Lucavion sourit pour lui-même, lentement et sèchement.
« Donc, ça allait être comme ça… quelle ironie… »
Bien sûr que oui.
Elle ne viendrait pas en tant que telle. Pas la fille des quartiers pauvres avec de la suie sur les doigts et du défi dans le regard. Non, l’académie ne la verrait pas—ils verraient l’héritière d’un noble. Un autre prodige poli avec un nom qui ouvre des portes.
De nouveaux vêtements. Un nouveau nom. Peut-être un nouveau visage. Un glamour subtil. Une identité recomposée. Quelque chose d’élégant et d’oubliable pour passer sous le radar—jusqu’à ce qu’elle veuille être vue.
Et quand elle voudra être vue ?
Eh bien… c’était le moment qu’il attendait.
Il ricana doucement. « Et peut-être que je ne la reconnaîtrai pas. Pas au début. Ou peut-être que je saurai que c’est elle dès qu’elle essaiera de mentir avec ses yeux. »
Il ne se rendit pas compte qu’il avait parlé à voix haute jusqu’à ce qu’une voix s’éveille derrière lui.
[Que dis-tu ?] La tonalité de Vitaliara glissa comme la patte d’un félin—curieuse, légèrement accusatrice, mais trop paresseuse pour être sérieuse.
Il ne tourna pas la tête. Se contenta de poser ses avant-bras sur ses genoux, regardant toujours le tourbillon de runes s’effacer dans le néant. « Je pensais juste à moi-même. »
[Hm.] Un battement de queue contre le coussin. [Ceux qui parlent seuls sont généralement considérés comme fous dans la forêt.]
Il haussa les épaules, même pas la peine de dissimuler son sourire en coin. « C’est une façade de mots façonnée par des gens qui ne supportent pas d’être seuls avec leurs pensées. »

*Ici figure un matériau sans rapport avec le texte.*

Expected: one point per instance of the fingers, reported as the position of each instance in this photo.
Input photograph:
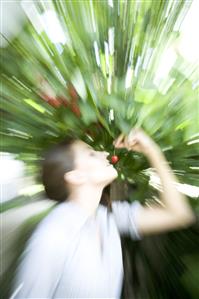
(119, 142)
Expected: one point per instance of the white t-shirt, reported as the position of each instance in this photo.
(65, 258)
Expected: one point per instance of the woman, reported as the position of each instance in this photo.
(76, 250)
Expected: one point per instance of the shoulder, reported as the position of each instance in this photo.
(60, 224)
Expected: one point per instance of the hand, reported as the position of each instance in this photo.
(137, 141)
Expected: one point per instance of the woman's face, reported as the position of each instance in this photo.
(94, 163)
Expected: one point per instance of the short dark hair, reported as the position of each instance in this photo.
(57, 161)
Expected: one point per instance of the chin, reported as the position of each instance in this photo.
(112, 175)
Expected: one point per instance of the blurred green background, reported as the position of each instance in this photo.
(93, 69)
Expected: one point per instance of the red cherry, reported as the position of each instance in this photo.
(114, 159)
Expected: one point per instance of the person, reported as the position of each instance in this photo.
(75, 252)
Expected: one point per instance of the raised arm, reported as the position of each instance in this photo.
(176, 212)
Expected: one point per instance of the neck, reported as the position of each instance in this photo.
(88, 197)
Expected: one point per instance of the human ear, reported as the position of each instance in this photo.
(75, 177)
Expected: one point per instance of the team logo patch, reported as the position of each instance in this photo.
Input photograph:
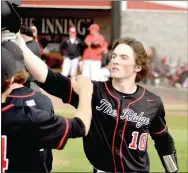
(128, 114)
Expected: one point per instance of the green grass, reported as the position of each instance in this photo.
(72, 157)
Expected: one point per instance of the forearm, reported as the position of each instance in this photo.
(84, 111)
(35, 66)
(164, 145)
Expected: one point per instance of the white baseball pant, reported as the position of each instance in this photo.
(70, 67)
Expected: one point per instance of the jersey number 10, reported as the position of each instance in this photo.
(4, 161)
(141, 145)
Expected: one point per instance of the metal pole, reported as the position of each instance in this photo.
(116, 20)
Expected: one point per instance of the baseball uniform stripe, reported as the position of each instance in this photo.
(117, 120)
(7, 107)
(157, 133)
(24, 96)
(169, 162)
(64, 136)
(70, 95)
(124, 127)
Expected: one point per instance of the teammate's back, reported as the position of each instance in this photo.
(28, 97)
(21, 151)
(24, 96)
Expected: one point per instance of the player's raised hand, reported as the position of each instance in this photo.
(82, 85)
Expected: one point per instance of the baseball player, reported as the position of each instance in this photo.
(92, 56)
(71, 49)
(124, 113)
(24, 96)
(25, 130)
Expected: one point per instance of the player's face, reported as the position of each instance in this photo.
(123, 63)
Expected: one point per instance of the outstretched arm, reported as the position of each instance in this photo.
(52, 82)
(164, 142)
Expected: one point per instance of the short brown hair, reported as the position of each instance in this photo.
(141, 57)
(21, 76)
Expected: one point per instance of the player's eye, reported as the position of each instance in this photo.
(124, 57)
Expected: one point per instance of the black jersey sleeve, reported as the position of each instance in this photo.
(60, 86)
(158, 124)
(54, 131)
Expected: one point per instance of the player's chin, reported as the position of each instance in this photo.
(115, 75)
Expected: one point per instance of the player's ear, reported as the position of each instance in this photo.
(138, 68)
(12, 80)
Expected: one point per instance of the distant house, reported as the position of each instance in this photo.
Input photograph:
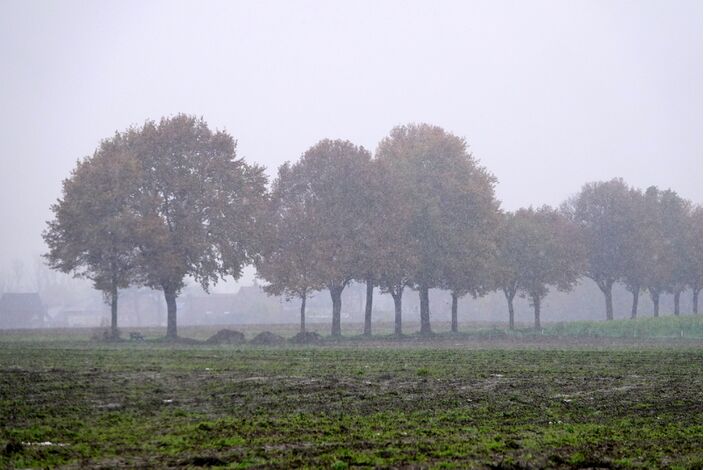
(24, 310)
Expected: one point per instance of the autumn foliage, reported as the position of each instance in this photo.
(168, 201)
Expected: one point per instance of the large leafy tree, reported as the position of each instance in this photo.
(91, 232)
(546, 252)
(332, 176)
(396, 251)
(287, 260)
(197, 205)
(448, 195)
(602, 211)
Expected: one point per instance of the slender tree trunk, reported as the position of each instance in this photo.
(655, 296)
(368, 307)
(303, 312)
(397, 296)
(424, 311)
(509, 299)
(536, 308)
(336, 296)
(607, 289)
(170, 296)
(695, 301)
(634, 307)
(455, 298)
(113, 312)
(677, 302)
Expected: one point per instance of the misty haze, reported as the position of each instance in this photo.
(351, 234)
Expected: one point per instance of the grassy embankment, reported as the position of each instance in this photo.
(432, 405)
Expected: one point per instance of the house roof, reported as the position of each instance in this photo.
(21, 303)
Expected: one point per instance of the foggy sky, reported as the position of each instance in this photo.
(549, 94)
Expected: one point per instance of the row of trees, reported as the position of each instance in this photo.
(170, 200)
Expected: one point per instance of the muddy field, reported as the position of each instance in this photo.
(458, 402)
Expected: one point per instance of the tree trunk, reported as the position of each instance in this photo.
(336, 296)
(536, 308)
(655, 296)
(455, 298)
(170, 296)
(424, 311)
(303, 312)
(114, 334)
(509, 298)
(607, 289)
(634, 307)
(677, 302)
(368, 307)
(397, 296)
(695, 301)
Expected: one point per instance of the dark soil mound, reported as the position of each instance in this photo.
(308, 337)
(226, 337)
(267, 337)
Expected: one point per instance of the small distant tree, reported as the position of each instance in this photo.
(91, 232)
(693, 260)
(549, 253)
(602, 213)
(197, 206)
(658, 243)
(332, 176)
(636, 249)
(287, 260)
(676, 222)
(448, 194)
(510, 257)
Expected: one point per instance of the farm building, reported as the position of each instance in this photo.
(21, 310)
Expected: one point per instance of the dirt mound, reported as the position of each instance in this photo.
(267, 337)
(226, 337)
(307, 337)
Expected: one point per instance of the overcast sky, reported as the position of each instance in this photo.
(549, 94)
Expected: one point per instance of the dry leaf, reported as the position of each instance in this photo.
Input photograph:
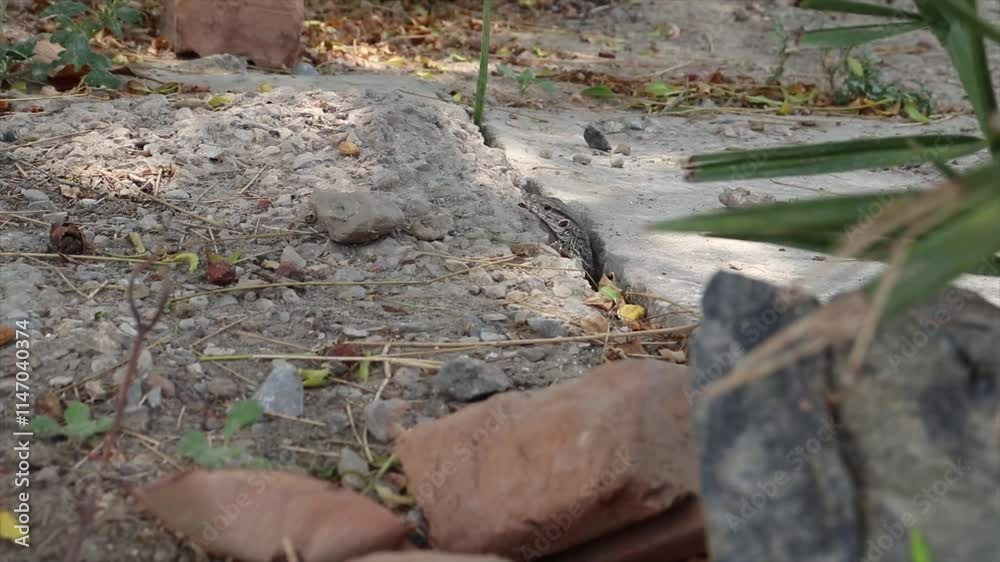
(247, 514)
(50, 405)
(632, 347)
(595, 325)
(672, 355)
(7, 334)
(598, 300)
(631, 312)
(348, 148)
(66, 238)
(221, 273)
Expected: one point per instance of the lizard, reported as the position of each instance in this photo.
(572, 239)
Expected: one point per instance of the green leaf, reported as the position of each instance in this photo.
(547, 86)
(242, 414)
(65, 9)
(963, 244)
(846, 37)
(363, 369)
(860, 8)
(600, 91)
(21, 51)
(44, 426)
(819, 218)
(313, 378)
(968, 56)
(610, 292)
(130, 15)
(913, 111)
(825, 158)
(76, 413)
(919, 551)
(192, 444)
(219, 101)
(965, 13)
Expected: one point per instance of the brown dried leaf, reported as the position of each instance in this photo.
(67, 238)
(673, 356)
(348, 148)
(7, 334)
(50, 405)
(221, 273)
(247, 514)
(595, 325)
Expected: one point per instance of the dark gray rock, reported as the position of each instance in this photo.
(547, 327)
(466, 379)
(595, 139)
(783, 480)
(281, 392)
(356, 218)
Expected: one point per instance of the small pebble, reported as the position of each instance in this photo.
(281, 392)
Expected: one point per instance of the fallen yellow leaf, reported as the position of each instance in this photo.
(631, 312)
(8, 530)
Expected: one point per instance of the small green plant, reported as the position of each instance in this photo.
(484, 63)
(919, 551)
(526, 79)
(195, 444)
(927, 237)
(863, 81)
(77, 25)
(78, 425)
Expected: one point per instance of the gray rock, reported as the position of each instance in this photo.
(547, 327)
(487, 335)
(281, 392)
(776, 483)
(354, 332)
(595, 139)
(356, 218)
(466, 379)
(533, 353)
(382, 418)
(353, 469)
(741, 197)
(495, 291)
(35, 195)
(304, 69)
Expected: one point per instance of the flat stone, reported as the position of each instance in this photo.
(466, 379)
(357, 217)
(281, 392)
(611, 449)
(383, 418)
(265, 31)
(352, 468)
(547, 327)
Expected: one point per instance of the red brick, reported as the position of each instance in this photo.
(523, 475)
(265, 31)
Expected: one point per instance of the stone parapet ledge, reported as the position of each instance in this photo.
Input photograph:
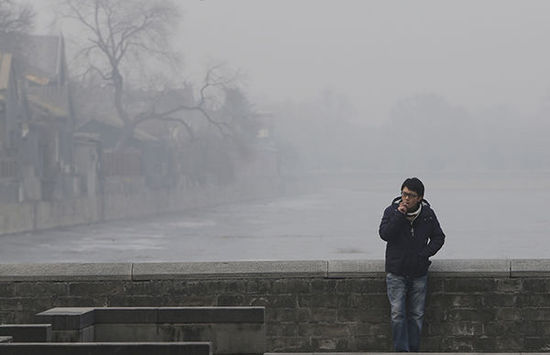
(65, 272)
(265, 269)
(235, 269)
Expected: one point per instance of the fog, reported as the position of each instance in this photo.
(464, 84)
(358, 95)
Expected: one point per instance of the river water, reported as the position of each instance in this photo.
(484, 215)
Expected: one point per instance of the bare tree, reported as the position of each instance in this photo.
(123, 33)
(14, 18)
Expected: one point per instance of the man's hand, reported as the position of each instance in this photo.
(402, 208)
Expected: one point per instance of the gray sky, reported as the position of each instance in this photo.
(476, 53)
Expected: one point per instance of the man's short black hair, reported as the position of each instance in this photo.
(414, 184)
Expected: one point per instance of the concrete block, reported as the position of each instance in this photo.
(28, 333)
(65, 272)
(355, 268)
(470, 267)
(530, 267)
(126, 315)
(226, 270)
(68, 318)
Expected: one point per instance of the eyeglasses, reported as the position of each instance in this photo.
(408, 195)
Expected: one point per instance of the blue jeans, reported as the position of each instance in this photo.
(407, 296)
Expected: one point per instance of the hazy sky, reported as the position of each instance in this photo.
(476, 53)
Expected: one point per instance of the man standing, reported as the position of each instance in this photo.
(412, 232)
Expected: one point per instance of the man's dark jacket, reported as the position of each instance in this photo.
(409, 246)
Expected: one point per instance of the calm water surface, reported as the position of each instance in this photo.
(485, 215)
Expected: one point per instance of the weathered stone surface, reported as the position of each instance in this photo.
(242, 269)
(355, 268)
(172, 348)
(28, 333)
(65, 272)
(530, 267)
(319, 312)
(68, 318)
(470, 267)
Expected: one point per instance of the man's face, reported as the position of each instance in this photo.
(410, 198)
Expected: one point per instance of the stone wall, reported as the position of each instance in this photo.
(473, 305)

[Ooooh.] Elle s’étira paresseusement sur le dossier du canapé. [Maintenant, tu fais juste de la poésie pour détourner le fait que tu parles à des gens invisibles.]
« Ils ne sont pas invisibles, » dit-il doucement. « Ils sont juste retardés. »
[Ce n’est pas mieux.]
Lucavion inclina légèrement la tasse, regardant la dernière boucle de vapeur disparaître comme un souffle trop fatigué pour rester.
Puis, sans manquer un battement, il murmura : « Comment ça va, d’ailleurs ? »
[C’est une diversion maladroite,] fit Vitaliara, la pointe de sa queue fouettant paresseusement le dossier du siège. [Mais je vais la laisser passer.]
Il émit un son d’accord non engagé—ni en faveur ni en désaccord. Juste assez pour dire, oui, et alors ?
Elle se roula sur le côté, sa forme féline à moitié fondue dans l’ombre où la lumière ambiante se faisait plus faible. [Je sens beaucoup de bêtes mythiques autour.]
———A/N———-
Enfin, mes examens sont terminés. L’examen d’hier était si difficile que j’ai attrapé une grippe….
Je posterai 2 chapitres de plus plus tard.